Der Medizin-Nobelpreis geht an den Klonpionier John Gurdon und den Stammzellforscher Shinya Yamanaka. Er hat einen Jungbrunnen für kranke oder verbrauchte Organe erschaffen. "Dolly"-Schöpfer Ian Wilmut hingegen geht leer aus.

Yama wer? Als der japanische Arzt Shinya Yamanaka vor sechs Jahren seine bahnbrechenden Forschungsergebnisse im Fachblatt „Cell“ veröffentlichte, war er nur wenigen Eingeweihten bekannt. Dafür, dass er fast ein Niemand war, behauptete der Forscher von der Universität Kyoto geradezu Ungeheures. Ihm und seinen Mitarbeitern sei es geglückt, ausgereifte Hautzellen von Mäusen wieder in quasi embryonale, pluripotente Stammzellen zurückzuverwandeln. Und damit in Zellen, die sich in so gut wie alle Gewebearten entwickeln konnten.

Aus alt mach neu – Yamanaka hatte einen Jungbrunnen für kranke oder verbrauchte Organe erschaffen. Dafür bekommt der gerade 50-Jährige am 10. Dezember in Stockholm den Nobelpreis für Medizin überreicht. Die Preissumme in Höhe von 930 000 Euro teilt er sich mit John Gurdon von der Universität Cambridge in Großbritannien. Der heute 79-Jährige Biologe Gurdon hatte 1958 und 1962 erstmals Frösche geklont und damit den Beweis geliefert, dass Leben keine Einbahnstraße von der universalen Urzelle hin zu spezialisierten Organen und Gewebearten ist. Auch der Weg zurück ist möglich. Wiewohl es Jahrzehnte brauchte, ihn zu erforschen.

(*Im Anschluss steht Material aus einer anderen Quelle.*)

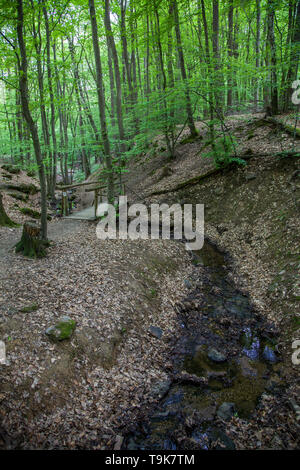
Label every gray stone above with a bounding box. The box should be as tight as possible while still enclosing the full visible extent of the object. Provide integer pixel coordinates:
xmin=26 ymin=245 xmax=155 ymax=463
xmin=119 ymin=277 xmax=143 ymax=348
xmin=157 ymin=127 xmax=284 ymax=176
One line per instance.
xmin=149 ymin=325 xmax=163 ymax=339
xmin=127 ymin=437 xmax=139 ymax=450
xmin=217 ymin=401 xmax=235 ymax=421
xmin=45 ymin=316 xmax=76 ymax=342
xmin=184 ymin=279 xmax=192 ymax=289
xmin=245 ymin=173 xmax=257 ymax=181
xmin=263 ymin=346 xmax=277 ymax=363
xmin=207 ymin=348 xmax=227 ymax=362
xmin=151 ymin=379 xmax=172 ymax=398
xmin=240 ymin=357 xmax=257 ymax=377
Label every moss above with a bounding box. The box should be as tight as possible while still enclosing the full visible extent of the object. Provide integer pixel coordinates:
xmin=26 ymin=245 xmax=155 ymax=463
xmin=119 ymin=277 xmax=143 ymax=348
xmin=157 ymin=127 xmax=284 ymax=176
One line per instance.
xmin=15 ymin=223 xmax=49 ymax=258
xmin=1 ymin=164 xmax=21 ymax=175
xmin=20 ymin=303 xmax=39 ymax=313
xmin=19 ymin=207 xmax=52 ymax=220
xmin=0 ymin=193 xmax=19 ymax=227
xmin=180 ymin=133 xmax=203 ymax=145
xmin=19 ymin=207 xmax=41 ymax=219
xmin=46 ymin=317 xmax=76 ymax=342
xmin=7 ymin=183 xmax=39 ymax=195
xmin=10 ymin=193 xmax=29 ymax=202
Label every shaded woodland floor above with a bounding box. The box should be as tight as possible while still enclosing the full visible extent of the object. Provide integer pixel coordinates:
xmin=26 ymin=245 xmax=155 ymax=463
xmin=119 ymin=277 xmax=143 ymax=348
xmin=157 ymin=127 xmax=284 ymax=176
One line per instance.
xmin=0 ymin=116 xmax=300 ymax=449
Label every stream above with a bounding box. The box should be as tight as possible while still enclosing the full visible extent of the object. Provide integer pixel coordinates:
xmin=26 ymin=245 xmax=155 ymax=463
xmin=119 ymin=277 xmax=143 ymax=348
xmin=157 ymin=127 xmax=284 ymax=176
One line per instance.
xmin=123 ymin=242 xmax=281 ymax=450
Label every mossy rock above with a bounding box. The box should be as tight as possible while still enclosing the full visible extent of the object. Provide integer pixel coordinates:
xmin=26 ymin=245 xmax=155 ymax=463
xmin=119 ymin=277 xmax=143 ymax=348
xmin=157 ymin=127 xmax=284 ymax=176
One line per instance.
xmin=1 ymin=164 xmax=21 ymax=175
xmin=7 ymin=183 xmax=39 ymax=195
xmin=15 ymin=222 xmax=49 ymax=258
xmin=2 ymin=173 xmax=12 ymax=180
xmin=180 ymin=133 xmax=203 ymax=145
xmin=0 ymin=193 xmax=19 ymax=227
xmin=10 ymin=193 xmax=29 ymax=202
xmin=20 ymin=303 xmax=39 ymax=313
xmin=45 ymin=316 xmax=76 ymax=342
xmin=19 ymin=207 xmax=52 ymax=220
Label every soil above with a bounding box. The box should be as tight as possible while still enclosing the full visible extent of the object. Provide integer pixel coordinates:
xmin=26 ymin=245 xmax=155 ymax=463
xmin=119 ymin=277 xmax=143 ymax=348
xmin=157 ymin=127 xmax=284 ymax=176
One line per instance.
xmin=0 ymin=115 xmax=300 ymax=449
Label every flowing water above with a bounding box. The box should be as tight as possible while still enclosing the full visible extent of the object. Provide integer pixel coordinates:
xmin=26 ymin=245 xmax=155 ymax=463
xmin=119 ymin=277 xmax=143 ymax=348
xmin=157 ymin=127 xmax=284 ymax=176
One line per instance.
xmin=125 ymin=242 xmax=278 ymax=450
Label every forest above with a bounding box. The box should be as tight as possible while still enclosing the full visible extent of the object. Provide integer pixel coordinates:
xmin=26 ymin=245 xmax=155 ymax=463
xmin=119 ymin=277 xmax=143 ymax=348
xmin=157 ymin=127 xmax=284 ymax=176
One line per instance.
xmin=0 ymin=0 xmax=300 ymax=455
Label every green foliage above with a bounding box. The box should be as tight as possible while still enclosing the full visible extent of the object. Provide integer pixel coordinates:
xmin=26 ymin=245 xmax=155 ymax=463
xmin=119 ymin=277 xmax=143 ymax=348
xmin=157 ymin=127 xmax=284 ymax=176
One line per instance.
xmin=205 ymin=136 xmax=246 ymax=168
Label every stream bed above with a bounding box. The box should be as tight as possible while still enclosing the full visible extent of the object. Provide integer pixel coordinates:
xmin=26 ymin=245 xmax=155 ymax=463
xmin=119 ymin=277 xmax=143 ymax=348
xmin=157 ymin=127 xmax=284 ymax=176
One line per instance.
xmin=123 ymin=242 xmax=282 ymax=450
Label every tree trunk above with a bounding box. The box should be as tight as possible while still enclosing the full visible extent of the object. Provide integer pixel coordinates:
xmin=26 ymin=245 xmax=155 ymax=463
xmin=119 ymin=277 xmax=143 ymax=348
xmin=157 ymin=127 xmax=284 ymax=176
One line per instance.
xmin=17 ymin=0 xmax=47 ymax=241
xmin=89 ymin=0 xmax=114 ymax=203
xmin=15 ymin=222 xmax=48 ymax=258
xmin=267 ymin=0 xmax=278 ymax=115
xmin=104 ymin=0 xmax=126 ymax=153
xmin=173 ymin=0 xmax=198 ymax=136
xmin=0 ymin=193 xmax=18 ymax=227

Yamanakas Durchbruch stieß zunächst auf Skepsis. Und das nicht zuletzt deshalb, weil kurz zuvor der prominente koreanische Stammzellforscher Hwang Woo-suk von der Seoul National University als Betrüger aufgeflogen war. Wissenschaftler, Ärzte und Patienten hatten große Hoffnungen auf Hwang gesetzt, weil es ihm angeblich gelungen war, menschliche embryonale Stammzellen von Patienten zu klonen. Aber die Ergebnisse Hwangs, der sich ausgiebig feiern ließ und in Korea schon fast ein Nationalheld war, waren gefälscht, der Tierarzt wurde zu einer Gefängnisstrafe verurteilt. Die wegen des Gebrauchs menschlicher Embryonen stark umstrittene Stammzellforschung rutschte mehr und mehr in die Krise.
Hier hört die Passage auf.